Disallow name T and name(T) in future syntactic extensions for type annotations

Summary

We propose to disallow the syntax <name> `(' as well as <name> <type> in future syntax extensions for type annotations to ensure that all existing programs continue to parse correctly. This still keeps the door open for future syntax extensions of different forms such as <name> `<' <type> `>'.

Motivation

Lua and by extension Luau’s syntax is very free form, which means that when the parser finishes parsing a node, it doesn’t try to look for a semi-colon or any termination token e.g. a { to start a block, or ; to end a statement, or a newline, etc. It just immediately invokes the next parser to figure out how to parse the next node based on the remainder’s starting token.

That feature is sometimes quite troublesome when we want to add new syntax.

We have had cases where we talked about using syntax like setmetatable(T, MT) and keyof T. They all look innocent, but when you look beyond that, and try to apply it onto Luau’s grammar, things break down really fast.

F(T)?

An example that will cause a change in semantics:

local t: F
(u):m()

where today, local t: F is one statement, and (u):m() is another. If we had the syntax for F(T) here, it becomes invalid input because it gets parsed as

local t: F(u)
:m()

This is important because of the setmetatable(T, MT) case:

type Foo = setmetatable({ x: number }, { ... })

For setmetatable, the parser isn’t sure whether {} is actually a type or an expression, because today setmetatable is parsed as a type reference, and ({}, {}) is the remainder that we’ll attempt to parse as a statement. This means { x: number } is invalid table literal. Recovery by backtracking is technically possible here, but this means performance loss on invalid input + may introduce false positives wrt how things are parsed. We’d much rather take a very strict stance about how things get parsed.

F T?

An example that will cause a change in semantics:

local function f(t): F T
    (t or u):m()
end

where today, the return type annotation F T is simply parsed as just F, followed by a ambiguous parse error from the statement T(t or u) because its ( is on the next line. If at some point in the future we were to allow T followed by ( on the next line, then there’s yet another semantic change. F T could be parsed as a type annotation and the first statement is (t or u):m() instead of F followed by T(t or u):m().

For keyof, here’s a practical example of the above issue:

type Vec2 = {x: number, y: number}

local function f(t, u): keyof Vec2
    (t or u):m()
end

There’s three possible outcomes:

  1. Return type of f is keyof, statement throws a parse error because ( is on the next line after Vec2,
  2. Return type of f is keyof Vec2 and next statement is (t or u):m(), or
  3. Return type of f is keyof and next statement is Vec2(t or u):m() (if we allow ( on the next line to be part of previous line).
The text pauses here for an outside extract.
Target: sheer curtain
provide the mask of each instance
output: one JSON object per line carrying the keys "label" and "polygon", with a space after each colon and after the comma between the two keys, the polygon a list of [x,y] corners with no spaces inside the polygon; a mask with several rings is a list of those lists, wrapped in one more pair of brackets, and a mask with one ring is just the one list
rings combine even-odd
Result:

This particular case is even worse when we keep going:

local function f(t): F
    T(t or u):m()
end
local function f(t): F T
    {1, 2, 3}
end

where today, F is the return type annotation of f, and T(t or u):m()/T{1, 2, 3} is the first statement, respectively.

Adding some syntax for F T will cause the parser to change the semantics of the above three examples.
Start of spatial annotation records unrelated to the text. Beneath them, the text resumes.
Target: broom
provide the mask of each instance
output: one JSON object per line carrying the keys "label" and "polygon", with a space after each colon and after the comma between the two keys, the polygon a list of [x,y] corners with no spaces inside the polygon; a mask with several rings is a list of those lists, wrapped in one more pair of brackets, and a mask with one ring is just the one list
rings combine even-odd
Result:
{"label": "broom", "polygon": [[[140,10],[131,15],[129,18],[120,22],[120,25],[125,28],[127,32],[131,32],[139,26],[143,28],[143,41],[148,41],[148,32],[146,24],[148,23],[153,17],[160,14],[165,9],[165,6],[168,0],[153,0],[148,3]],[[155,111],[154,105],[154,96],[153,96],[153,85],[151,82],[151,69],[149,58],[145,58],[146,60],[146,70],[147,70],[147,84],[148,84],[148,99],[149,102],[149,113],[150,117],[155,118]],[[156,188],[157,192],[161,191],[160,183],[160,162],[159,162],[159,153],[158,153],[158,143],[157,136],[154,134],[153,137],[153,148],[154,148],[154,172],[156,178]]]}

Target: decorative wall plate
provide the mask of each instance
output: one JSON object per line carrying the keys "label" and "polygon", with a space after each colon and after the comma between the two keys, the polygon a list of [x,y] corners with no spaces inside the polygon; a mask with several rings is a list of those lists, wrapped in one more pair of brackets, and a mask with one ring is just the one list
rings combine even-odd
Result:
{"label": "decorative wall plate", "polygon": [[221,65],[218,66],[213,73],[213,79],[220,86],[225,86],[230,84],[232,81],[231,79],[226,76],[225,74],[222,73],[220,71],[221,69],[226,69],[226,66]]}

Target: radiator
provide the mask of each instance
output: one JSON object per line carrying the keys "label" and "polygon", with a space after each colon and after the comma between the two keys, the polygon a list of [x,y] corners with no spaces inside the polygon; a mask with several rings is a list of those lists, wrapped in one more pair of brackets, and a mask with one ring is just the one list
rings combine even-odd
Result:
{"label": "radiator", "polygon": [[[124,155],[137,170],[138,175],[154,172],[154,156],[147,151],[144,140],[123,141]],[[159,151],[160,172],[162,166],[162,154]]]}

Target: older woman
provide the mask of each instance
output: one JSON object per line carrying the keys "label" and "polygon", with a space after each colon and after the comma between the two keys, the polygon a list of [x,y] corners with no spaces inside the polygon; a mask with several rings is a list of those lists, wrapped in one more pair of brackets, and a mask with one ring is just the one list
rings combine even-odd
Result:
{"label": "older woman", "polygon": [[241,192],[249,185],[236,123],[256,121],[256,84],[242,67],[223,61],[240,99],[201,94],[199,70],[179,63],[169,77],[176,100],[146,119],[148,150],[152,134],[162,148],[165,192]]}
But what about typeof(...)?

This syntax is grandfathered in because the parser supported typeof(...) before we stabilized our syntax, and especially before type annotations were released to the public, so we didn’t need to worry about compatibility here. We are very glad that we used parentheses in this case, because it’s natural for expressions to belong within parentheses (), and types to belong within angles <>.

The One Exception with a caveat

This is a strict requirement!

function() -> () has been talked about in the past, and this one is different despite falling under the same category as <name> `('. The token function is in actual fact a “hard keyword,” meaning that it cannot be parsed as a type annotation because it is not an identifier, just a keyword.
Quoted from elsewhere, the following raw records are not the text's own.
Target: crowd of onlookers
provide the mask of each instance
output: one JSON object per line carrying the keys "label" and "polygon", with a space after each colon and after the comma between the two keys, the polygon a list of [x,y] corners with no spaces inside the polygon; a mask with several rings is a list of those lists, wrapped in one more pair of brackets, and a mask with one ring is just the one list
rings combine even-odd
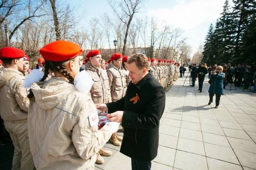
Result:
{"label": "crowd of onlookers", "polygon": [[[253,87],[252,91],[256,92],[256,66],[245,64],[238,64],[233,66],[230,63],[224,63],[222,66],[225,75],[223,81],[224,89],[228,84],[234,84],[237,87],[244,86],[244,89]],[[216,64],[208,67],[209,78],[211,71],[215,70],[216,67]]]}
Likewise, we also have talked about adding standalone function as a type annotation (semantics of it is irrelevant for this RFC)

It’s possible that we may end up adding both, but the requirements are as such:

  1. function() -> () must be added first before standalone function, OR
  2. function can be added first, but with a future-proofing parse error if < or ( follows after it

If #1 is what ends up happening, there’s not much to worry about because the type annotation parser will parse greedily already, so any new valid input will remain valid and have same semantics, except it also allows omitting of ( and <.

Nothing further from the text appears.